The study of DNA methylation anomalies in chronic lymphocytic leukaemia

Many haematological malignancies are associated with widespread alterations of the transcriptional and epigenetic programmes. Changes in DNA methylation provide the clearest example of epigenetic changes, but the mechanism(s) underlying such changes is unknown. To investigate this I studied DNA methylation across an ~80kb segment of the genome which is not known to be mutated in haematological malignancies. Methylation was perturbed in 35-100% of samples of DNA from individuals with a wide range of haematological malignancies but not in non-malignant haematological disorders. DNA methylation was comprehensively assessed by Southern blot analysis, classical bisulphite sequencing and using a newly developed capture bisulphite sequencing protocol. The results were also compared with analysis by MeDIP, an immunoprecipitation-based technique. These analyses provide methylation status at various levels including individual CpG resolution. This showed both gain and loss of methylation at CpG dinucleotides. Of interest, hypomethylation was most frequently seen in intergenic regions corresponding to transcription factor binding sites and areas of increased chromosome accessibility. These observations suggested that hypomethylation of the genome in haematological malignancies could arise from aberrantly expressed DNA binding proteins which, recruited to sequences in regions of open chromatin, would protect the underlying CpG dinucleotides from the methylation machinery.
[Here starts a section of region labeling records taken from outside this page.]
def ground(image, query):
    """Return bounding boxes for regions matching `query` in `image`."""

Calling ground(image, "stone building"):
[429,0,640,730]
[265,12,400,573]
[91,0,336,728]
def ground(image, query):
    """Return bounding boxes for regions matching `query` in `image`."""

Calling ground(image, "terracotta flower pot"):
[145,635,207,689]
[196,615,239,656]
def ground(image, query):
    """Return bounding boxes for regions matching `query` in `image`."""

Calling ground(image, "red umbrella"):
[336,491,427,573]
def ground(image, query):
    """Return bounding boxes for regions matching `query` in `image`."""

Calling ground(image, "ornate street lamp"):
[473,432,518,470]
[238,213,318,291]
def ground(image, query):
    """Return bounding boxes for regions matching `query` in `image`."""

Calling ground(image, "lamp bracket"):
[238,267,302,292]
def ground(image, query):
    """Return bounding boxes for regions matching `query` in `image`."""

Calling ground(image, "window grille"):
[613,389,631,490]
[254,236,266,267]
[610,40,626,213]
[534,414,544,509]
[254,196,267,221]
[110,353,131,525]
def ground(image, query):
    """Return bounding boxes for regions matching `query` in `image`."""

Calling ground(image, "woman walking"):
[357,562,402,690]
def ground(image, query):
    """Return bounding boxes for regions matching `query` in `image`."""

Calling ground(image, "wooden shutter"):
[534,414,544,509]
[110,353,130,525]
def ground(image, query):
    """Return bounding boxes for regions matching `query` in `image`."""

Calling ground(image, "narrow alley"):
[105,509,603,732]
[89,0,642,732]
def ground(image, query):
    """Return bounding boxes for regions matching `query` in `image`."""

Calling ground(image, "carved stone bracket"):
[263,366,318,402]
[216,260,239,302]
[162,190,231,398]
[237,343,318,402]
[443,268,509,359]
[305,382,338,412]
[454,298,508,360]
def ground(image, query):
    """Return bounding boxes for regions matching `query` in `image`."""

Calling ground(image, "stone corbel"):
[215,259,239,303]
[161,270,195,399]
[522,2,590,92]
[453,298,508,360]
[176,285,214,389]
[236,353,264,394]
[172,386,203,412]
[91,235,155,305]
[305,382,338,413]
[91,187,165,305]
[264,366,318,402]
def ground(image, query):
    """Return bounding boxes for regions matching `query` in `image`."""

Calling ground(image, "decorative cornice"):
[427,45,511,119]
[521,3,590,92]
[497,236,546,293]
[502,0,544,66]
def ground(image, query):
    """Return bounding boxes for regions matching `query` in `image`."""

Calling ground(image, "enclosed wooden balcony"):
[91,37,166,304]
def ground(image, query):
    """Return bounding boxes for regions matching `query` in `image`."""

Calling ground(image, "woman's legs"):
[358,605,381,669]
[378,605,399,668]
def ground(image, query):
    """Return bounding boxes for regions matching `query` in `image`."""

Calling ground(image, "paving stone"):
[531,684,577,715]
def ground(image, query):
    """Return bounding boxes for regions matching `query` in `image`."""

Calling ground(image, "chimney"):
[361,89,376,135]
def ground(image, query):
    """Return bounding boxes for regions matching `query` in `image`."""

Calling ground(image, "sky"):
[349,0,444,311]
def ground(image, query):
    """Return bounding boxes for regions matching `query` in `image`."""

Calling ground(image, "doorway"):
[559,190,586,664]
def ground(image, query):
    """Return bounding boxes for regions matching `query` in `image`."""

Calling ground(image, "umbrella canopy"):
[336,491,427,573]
This, in turn, could lead to passive demethylation accumulating with increasing cell divisions. This hypothesis was tested with electrophoretic mobility shift assays using oligonucleotides representing the DNA underlying one such region. This showed that, compared to nuclear extracts from the lymphocytes of normal individuals, those from patients with CLL were enriched for a protein which binds to oligonucleotides containing the underlying sequence. Using a mass spectrometry approach, I identified a variety of proteins that may bind such regions and account for their passive demethylation in haematological malignancies.